Elle a ajouté que l’enseignement de Vatican II
sur les laïcs était bien éloigné du point de vue
qui prévalait dans l’Église pré-conciliaire et
que le pape Pie X avait fort bien exprimé au
début du 20e siècle. En effet, ce pape avait
écrit : « Le seul devoir des laïcs s est de se
laisser conduire comme un troupeau docile et de
suivre leurs pasteurs ».
En plus de présenter l’Église comme le peuple de
Dieu en marche, le concile a rappelé avec
insistance l’appel de tous à la sainteté et a
changé la trame de la vie de l’Église en
redonnant une place central à la Bible et à la
liturgie.
Aujourd’hui, a noté Mme Leckey, 85% des
ministères dans les paroisses américaines sont
exercés par des laïcs, surtout des femmes.
M. Kemp s’est dit d’avis que la clé d’un avenir
réussi pour l’Église se trouve dans la vitalité
des paroisses – des paroisses accueillantes où
les laïcs sont en mesure de consacrer du temps à
leurs paroisses et d’y exercer leurs talents. Il
a cité en exemple la vieille paroisse
Saint-Patrice à Chicago; celle-ci peut compter
sur 120 agents de pastorale laïcs et attire des
jeunes adultes qui viennent de tous les
quartiers de la ville.
Un autre signe d’espoir pour l’avenir de
l’Église aux États-Unis est, selon lui,
l’engagement des catholiques dans des oeuvres de
charité et de justice.
« Nous avons à transmettre un message capable
d’intéresser les non-catholiques, a-t-il dit. Où
devons-nous être? Toujours avec les marginaux et
les exclus. Où devons-nous être? Dans un hospice
pour sidéens en Afrique. Où devons-nous être?

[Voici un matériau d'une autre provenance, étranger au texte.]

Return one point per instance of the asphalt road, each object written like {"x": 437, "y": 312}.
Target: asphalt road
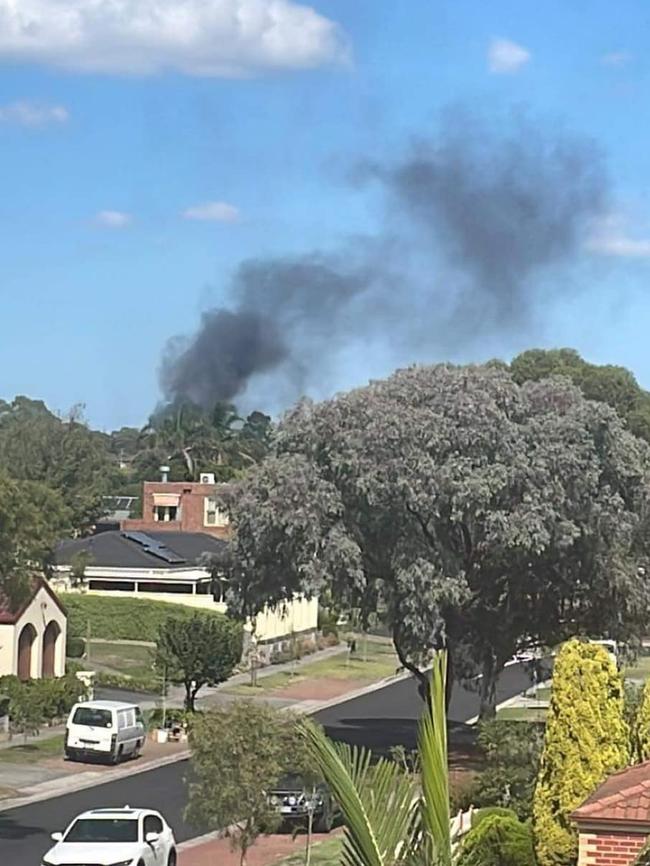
{"x": 379, "y": 720}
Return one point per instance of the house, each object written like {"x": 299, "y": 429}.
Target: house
{"x": 167, "y": 566}
{"x": 614, "y": 823}
{"x": 180, "y": 506}
{"x": 33, "y": 634}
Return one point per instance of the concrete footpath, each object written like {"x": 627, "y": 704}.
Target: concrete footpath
{"x": 22, "y": 783}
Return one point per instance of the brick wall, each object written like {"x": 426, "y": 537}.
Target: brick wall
{"x": 192, "y": 509}
{"x": 602, "y": 848}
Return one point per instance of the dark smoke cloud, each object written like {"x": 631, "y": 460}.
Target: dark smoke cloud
{"x": 474, "y": 220}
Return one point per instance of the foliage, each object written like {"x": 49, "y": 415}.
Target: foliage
{"x": 641, "y": 725}
{"x": 32, "y": 517}
{"x": 461, "y": 507}
{"x": 609, "y": 384}
{"x": 37, "y": 702}
{"x": 198, "y": 651}
{"x": 512, "y": 752}
{"x": 238, "y": 753}
{"x": 145, "y": 683}
{"x": 498, "y": 840}
{"x": 75, "y": 647}
{"x": 191, "y": 440}
{"x": 122, "y": 618}
{"x": 587, "y": 738}
{"x": 415, "y": 827}
{"x": 61, "y": 453}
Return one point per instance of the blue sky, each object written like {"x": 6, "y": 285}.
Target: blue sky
{"x": 140, "y": 164}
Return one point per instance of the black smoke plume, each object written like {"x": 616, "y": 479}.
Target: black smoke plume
{"x": 474, "y": 221}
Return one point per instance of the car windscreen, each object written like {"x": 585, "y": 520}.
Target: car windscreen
{"x": 103, "y": 830}
{"x": 92, "y": 717}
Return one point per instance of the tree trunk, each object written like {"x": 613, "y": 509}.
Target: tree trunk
{"x": 488, "y": 688}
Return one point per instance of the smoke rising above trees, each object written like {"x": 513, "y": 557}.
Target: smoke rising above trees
{"x": 473, "y": 222}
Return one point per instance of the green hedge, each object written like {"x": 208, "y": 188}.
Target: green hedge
{"x": 121, "y": 618}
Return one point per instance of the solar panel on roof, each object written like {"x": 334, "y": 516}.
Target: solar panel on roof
{"x": 154, "y": 547}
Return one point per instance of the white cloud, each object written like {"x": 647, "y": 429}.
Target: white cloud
{"x": 610, "y": 237}
{"x": 616, "y": 58}
{"x": 32, "y": 114}
{"x": 505, "y": 56}
{"x": 213, "y": 211}
{"x": 142, "y": 37}
{"x": 113, "y": 219}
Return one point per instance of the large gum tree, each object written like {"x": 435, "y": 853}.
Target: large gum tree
{"x": 465, "y": 509}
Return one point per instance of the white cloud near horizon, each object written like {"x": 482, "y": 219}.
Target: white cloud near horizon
{"x": 113, "y": 219}
{"x": 505, "y": 56}
{"x": 33, "y": 114}
{"x": 610, "y": 237}
{"x": 228, "y": 38}
{"x": 616, "y": 58}
{"x": 213, "y": 211}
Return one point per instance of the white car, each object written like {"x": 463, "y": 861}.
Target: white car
{"x": 114, "y": 837}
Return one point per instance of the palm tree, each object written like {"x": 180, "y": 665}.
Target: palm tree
{"x": 391, "y": 817}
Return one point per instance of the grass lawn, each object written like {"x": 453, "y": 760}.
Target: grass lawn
{"x": 30, "y": 753}
{"x": 325, "y": 853}
{"x": 132, "y": 659}
{"x": 380, "y": 661}
{"x": 640, "y": 670}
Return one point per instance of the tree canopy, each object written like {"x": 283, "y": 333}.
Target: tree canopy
{"x": 32, "y": 518}
{"x": 462, "y": 507}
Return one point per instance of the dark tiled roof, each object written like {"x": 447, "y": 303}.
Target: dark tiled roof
{"x": 10, "y": 613}
{"x": 623, "y": 797}
{"x": 114, "y": 550}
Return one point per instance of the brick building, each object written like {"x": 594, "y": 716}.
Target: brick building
{"x": 180, "y": 506}
{"x": 614, "y": 823}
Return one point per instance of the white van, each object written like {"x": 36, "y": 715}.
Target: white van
{"x": 104, "y": 729}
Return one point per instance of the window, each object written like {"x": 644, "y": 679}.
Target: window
{"x": 90, "y": 717}
{"x": 152, "y": 824}
{"x": 103, "y": 830}
{"x": 165, "y": 513}
{"x": 212, "y": 514}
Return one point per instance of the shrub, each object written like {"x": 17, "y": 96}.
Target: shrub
{"x": 75, "y": 647}
{"x": 487, "y": 812}
{"x": 498, "y": 840}
{"x": 122, "y": 618}
{"x": 512, "y": 751}
{"x": 587, "y": 738}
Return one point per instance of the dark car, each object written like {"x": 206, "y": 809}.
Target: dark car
{"x": 295, "y": 798}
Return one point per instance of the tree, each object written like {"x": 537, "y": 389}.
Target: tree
{"x": 498, "y": 841}
{"x": 199, "y": 651}
{"x": 586, "y": 739}
{"x": 641, "y": 725}
{"x": 462, "y": 508}
{"x": 511, "y": 751}
{"x": 239, "y": 752}
{"x": 391, "y": 816}
{"x": 609, "y": 384}
{"x": 61, "y": 453}
{"x": 32, "y": 519}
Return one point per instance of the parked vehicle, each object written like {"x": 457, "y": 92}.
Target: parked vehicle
{"x": 612, "y": 648}
{"x": 108, "y": 730}
{"x": 295, "y": 798}
{"x": 119, "y": 836}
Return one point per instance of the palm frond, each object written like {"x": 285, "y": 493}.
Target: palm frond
{"x": 377, "y": 801}
{"x": 432, "y": 748}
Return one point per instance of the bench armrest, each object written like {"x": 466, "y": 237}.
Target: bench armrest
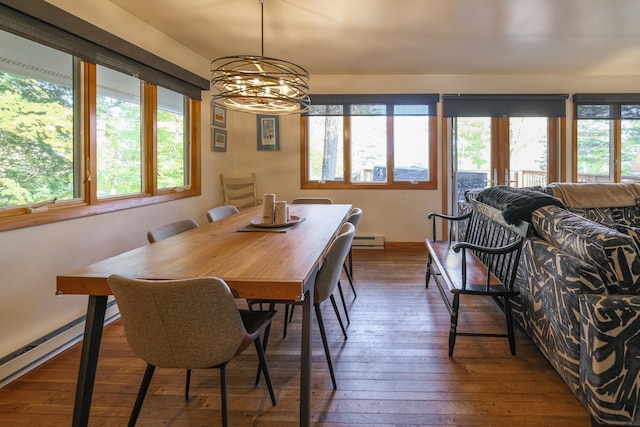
{"x": 489, "y": 250}
{"x": 434, "y": 215}
{"x": 609, "y": 363}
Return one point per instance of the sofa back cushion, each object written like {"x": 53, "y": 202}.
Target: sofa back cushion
{"x": 611, "y": 252}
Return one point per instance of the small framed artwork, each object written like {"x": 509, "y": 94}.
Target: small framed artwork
{"x": 218, "y": 140}
{"x": 219, "y": 116}
{"x": 268, "y": 133}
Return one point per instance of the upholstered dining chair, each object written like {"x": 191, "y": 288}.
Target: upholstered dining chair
{"x": 171, "y": 229}
{"x": 187, "y": 324}
{"x": 221, "y": 212}
{"x": 326, "y": 282}
{"x": 354, "y": 218}
{"x": 240, "y": 192}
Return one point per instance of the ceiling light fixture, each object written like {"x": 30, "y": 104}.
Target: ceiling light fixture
{"x": 259, "y": 84}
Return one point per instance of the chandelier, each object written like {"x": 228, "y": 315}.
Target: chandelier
{"x": 259, "y": 84}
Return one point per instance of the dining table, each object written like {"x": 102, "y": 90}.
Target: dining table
{"x": 257, "y": 260}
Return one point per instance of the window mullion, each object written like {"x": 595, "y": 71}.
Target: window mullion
{"x": 617, "y": 150}
{"x": 90, "y": 132}
{"x": 390, "y": 146}
{"x": 347, "y": 148}
{"x": 149, "y": 139}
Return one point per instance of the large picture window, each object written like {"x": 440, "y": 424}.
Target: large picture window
{"x": 607, "y": 137}
{"x": 503, "y": 139}
{"x": 85, "y": 129}
{"x": 370, "y": 141}
{"x": 36, "y": 123}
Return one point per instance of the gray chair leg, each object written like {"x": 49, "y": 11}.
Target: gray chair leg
{"x": 142, "y": 392}
{"x": 223, "y": 395}
{"x": 187, "y": 385}
{"x": 344, "y": 304}
{"x": 326, "y": 345}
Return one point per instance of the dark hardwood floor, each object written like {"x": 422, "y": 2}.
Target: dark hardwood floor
{"x": 392, "y": 371}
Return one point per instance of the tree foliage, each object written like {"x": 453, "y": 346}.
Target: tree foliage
{"x": 36, "y": 141}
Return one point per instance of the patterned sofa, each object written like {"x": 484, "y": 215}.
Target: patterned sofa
{"x": 579, "y": 282}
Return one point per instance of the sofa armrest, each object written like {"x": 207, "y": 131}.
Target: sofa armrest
{"x": 610, "y": 357}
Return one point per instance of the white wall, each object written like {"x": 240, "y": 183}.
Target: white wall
{"x": 31, "y": 258}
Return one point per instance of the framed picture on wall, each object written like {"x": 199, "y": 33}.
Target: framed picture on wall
{"x": 268, "y": 133}
{"x": 218, "y": 140}
{"x": 219, "y": 116}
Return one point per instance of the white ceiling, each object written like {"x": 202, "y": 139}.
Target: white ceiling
{"x": 593, "y": 37}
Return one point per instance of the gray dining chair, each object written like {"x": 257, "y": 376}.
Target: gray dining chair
{"x": 326, "y": 282}
{"x": 167, "y": 230}
{"x": 187, "y": 324}
{"x": 353, "y": 218}
{"x": 312, "y": 201}
{"x": 221, "y": 212}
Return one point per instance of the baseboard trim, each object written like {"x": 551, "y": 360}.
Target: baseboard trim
{"x": 404, "y": 245}
{"x": 23, "y": 360}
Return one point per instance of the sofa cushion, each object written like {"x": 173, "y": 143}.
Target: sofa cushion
{"x": 599, "y": 215}
{"x": 632, "y": 232}
{"x": 611, "y": 252}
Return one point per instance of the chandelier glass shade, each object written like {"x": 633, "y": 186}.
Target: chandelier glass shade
{"x": 259, "y": 84}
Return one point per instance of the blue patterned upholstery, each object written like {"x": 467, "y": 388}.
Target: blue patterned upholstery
{"x": 613, "y": 253}
{"x": 579, "y": 302}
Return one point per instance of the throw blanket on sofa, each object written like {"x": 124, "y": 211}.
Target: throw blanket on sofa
{"x": 587, "y": 195}
{"x": 516, "y": 203}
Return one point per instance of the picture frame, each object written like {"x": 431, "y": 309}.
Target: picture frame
{"x": 218, "y": 140}
{"x": 219, "y": 116}
{"x": 268, "y": 132}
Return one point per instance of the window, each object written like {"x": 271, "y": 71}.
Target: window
{"x": 85, "y": 129}
{"x": 119, "y": 136}
{"x": 503, "y": 140}
{"x": 37, "y": 144}
{"x": 607, "y": 137}
{"x": 370, "y": 141}
{"x": 172, "y": 142}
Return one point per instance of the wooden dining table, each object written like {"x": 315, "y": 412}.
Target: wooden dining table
{"x": 256, "y": 263}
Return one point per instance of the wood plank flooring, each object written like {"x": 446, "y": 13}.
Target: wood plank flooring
{"x": 392, "y": 371}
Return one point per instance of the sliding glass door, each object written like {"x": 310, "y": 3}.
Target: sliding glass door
{"x": 502, "y": 140}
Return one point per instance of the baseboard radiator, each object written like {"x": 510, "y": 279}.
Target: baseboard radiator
{"x": 36, "y": 353}
{"x": 368, "y": 242}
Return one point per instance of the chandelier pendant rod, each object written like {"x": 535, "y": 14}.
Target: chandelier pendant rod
{"x": 262, "y": 27}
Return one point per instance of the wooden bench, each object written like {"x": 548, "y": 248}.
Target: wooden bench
{"x": 483, "y": 263}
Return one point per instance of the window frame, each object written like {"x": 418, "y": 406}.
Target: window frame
{"x": 43, "y": 23}
{"x": 614, "y": 101}
{"x": 390, "y": 100}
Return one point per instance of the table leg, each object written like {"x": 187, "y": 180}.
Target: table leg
{"x": 305, "y": 362}
{"x": 89, "y": 359}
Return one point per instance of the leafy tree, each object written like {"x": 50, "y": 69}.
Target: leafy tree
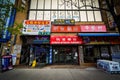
{"x": 4, "y": 14}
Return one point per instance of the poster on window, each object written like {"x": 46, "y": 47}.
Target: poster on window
{"x": 36, "y": 27}
{"x": 17, "y": 49}
{"x": 104, "y": 52}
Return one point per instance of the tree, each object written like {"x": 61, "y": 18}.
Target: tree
{"x": 106, "y": 5}
{"x": 6, "y": 9}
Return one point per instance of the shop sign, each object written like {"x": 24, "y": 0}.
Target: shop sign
{"x": 65, "y": 40}
{"x": 65, "y": 28}
{"x": 40, "y": 41}
{"x": 64, "y": 22}
{"x": 93, "y": 28}
{"x": 36, "y": 27}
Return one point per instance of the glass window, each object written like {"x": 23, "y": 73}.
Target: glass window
{"x": 39, "y": 15}
{"x": 88, "y": 3}
{"x": 32, "y": 15}
{"x": 90, "y": 15}
{"x": 53, "y": 15}
{"x": 98, "y": 16}
{"x": 83, "y": 16}
{"x": 33, "y": 4}
{"x": 76, "y": 15}
{"x": 68, "y": 5}
{"x": 40, "y": 4}
{"x": 52, "y": 10}
{"x": 75, "y": 3}
{"x": 47, "y": 4}
{"x": 61, "y": 4}
{"x": 54, "y": 4}
{"x": 46, "y": 15}
{"x": 68, "y": 14}
{"x": 95, "y": 3}
{"x": 81, "y": 5}
{"x": 61, "y": 14}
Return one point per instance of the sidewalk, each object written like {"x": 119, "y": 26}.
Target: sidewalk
{"x": 57, "y": 74}
{"x": 54, "y": 67}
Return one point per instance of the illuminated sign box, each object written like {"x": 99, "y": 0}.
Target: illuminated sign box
{"x": 74, "y": 28}
{"x": 64, "y": 22}
{"x": 65, "y": 40}
{"x": 93, "y": 28}
{"x": 36, "y": 27}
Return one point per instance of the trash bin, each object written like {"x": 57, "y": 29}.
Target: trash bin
{"x": 7, "y": 62}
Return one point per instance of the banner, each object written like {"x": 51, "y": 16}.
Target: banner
{"x": 36, "y": 27}
{"x": 65, "y": 40}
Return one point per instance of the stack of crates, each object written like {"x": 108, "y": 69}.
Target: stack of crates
{"x": 109, "y": 66}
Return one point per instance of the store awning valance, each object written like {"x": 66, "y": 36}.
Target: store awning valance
{"x": 98, "y": 34}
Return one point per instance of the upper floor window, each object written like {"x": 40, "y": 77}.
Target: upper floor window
{"x": 64, "y": 9}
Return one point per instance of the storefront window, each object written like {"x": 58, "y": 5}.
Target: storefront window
{"x": 65, "y": 10}
{"x": 91, "y": 54}
{"x": 65, "y": 55}
{"x": 83, "y": 16}
{"x": 33, "y": 4}
{"x": 90, "y": 15}
{"x": 32, "y": 15}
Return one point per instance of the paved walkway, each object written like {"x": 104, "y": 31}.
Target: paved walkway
{"x": 57, "y": 74}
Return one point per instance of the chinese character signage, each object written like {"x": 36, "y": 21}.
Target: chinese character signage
{"x": 64, "y": 22}
{"x": 65, "y": 40}
{"x": 93, "y": 28}
{"x": 65, "y": 29}
{"x": 36, "y": 27}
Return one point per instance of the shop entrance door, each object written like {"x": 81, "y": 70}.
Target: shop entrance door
{"x": 41, "y": 53}
{"x": 65, "y": 55}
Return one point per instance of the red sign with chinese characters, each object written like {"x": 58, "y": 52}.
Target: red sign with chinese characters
{"x": 93, "y": 28}
{"x": 65, "y": 40}
{"x": 65, "y": 28}
{"x": 37, "y": 22}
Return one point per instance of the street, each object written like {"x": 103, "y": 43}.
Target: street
{"x": 58, "y": 74}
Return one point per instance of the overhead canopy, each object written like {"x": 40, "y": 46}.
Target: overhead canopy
{"x": 99, "y": 34}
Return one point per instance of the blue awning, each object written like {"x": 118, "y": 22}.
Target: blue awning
{"x": 98, "y": 34}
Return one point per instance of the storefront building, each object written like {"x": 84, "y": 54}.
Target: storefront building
{"x": 75, "y": 35}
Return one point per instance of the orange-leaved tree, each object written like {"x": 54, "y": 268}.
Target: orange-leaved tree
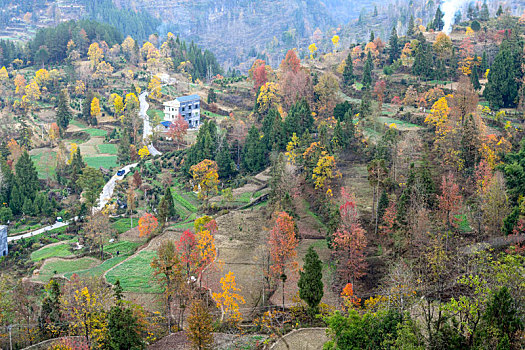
{"x": 282, "y": 244}
{"x": 229, "y": 299}
{"x": 350, "y": 242}
{"x": 206, "y": 178}
{"x": 147, "y": 224}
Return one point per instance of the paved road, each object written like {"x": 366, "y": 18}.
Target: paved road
{"x": 148, "y": 131}
{"x": 109, "y": 187}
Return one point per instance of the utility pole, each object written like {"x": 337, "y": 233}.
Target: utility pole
{"x": 10, "y": 339}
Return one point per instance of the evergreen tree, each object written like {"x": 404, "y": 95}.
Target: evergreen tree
{"x": 394, "y": 50}
{"x": 124, "y": 330}
{"x": 438, "y": 20}
{"x": 367, "y": 73}
{"x": 299, "y": 119}
{"x": 502, "y": 314}
{"x": 123, "y": 154}
{"x": 253, "y": 158}
{"x": 474, "y": 78}
{"x": 227, "y": 168}
{"x": 311, "y": 281}
{"x": 348, "y": 72}
{"x": 63, "y": 112}
{"x": 484, "y": 63}
{"x": 167, "y": 206}
{"x": 16, "y": 201}
{"x": 504, "y": 76}
{"x": 411, "y": 30}
{"x": 27, "y": 177}
{"x": 382, "y": 205}
{"x": 50, "y": 320}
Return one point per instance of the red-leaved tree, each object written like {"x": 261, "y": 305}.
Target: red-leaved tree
{"x": 283, "y": 243}
{"x": 350, "y": 242}
{"x": 449, "y": 201}
{"x": 189, "y": 254}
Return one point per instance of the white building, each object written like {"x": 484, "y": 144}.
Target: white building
{"x": 189, "y": 107}
{"x": 3, "y": 240}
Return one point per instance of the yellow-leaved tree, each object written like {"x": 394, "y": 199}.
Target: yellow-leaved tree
{"x": 229, "y": 299}
{"x": 205, "y": 178}
{"x": 143, "y": 152}
{"x": 155, "y": 87}
{"x": 95, "y": 107}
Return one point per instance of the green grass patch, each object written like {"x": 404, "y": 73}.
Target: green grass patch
{"x": 45, "y": 164}
{"x": 60, "y": 267}
{"x": 123, "y": 247}
{"x": 136, "y": 274}
{"x": 99, "y": 270}
{"x": 107, "y": 148}
{"x": 123, "y": 224}
{"x": 151, "y": 112}
{"x": 105, "y": 162}
{"x": 54, "y": 251}
{"x": 96, "y": 132}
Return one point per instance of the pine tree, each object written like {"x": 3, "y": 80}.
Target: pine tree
{"x": 123, "y": 154}
{"x": 394, "y": 51}
{"x": 16, "y": 200}
{"x": 438, "y": 20}
{"x": 253, "y": 154}
{"x": 411, "y": 27}
{"x": 503, "y": 80}
{"x": 382, "y": 205}
{"x": 367, "y": 73}
{"x": 225, "y": 163}
{"x": 63, "y": 112}
{"x": 124, "y": 330}
{"x": 348, "y": 72}
{"x": 484, "y": 14}
{"x": 484, "y": 63}
{"x": 27, "y": 177}
{"x": 311, "y": 281}
{"x": 474, "y": 78}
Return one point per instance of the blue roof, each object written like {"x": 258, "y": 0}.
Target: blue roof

Aux côtés des sans-papier pour les aider à
régulariser leur situation. Où devons-nous
être? Nous devons être présents dans les
centres de détention. Nous bâtissons ou fondons
des maisons près des centres de détention pour
permettre aux familles de se retrouver avant la
déportation d’un des leurs. Où devons-nous être?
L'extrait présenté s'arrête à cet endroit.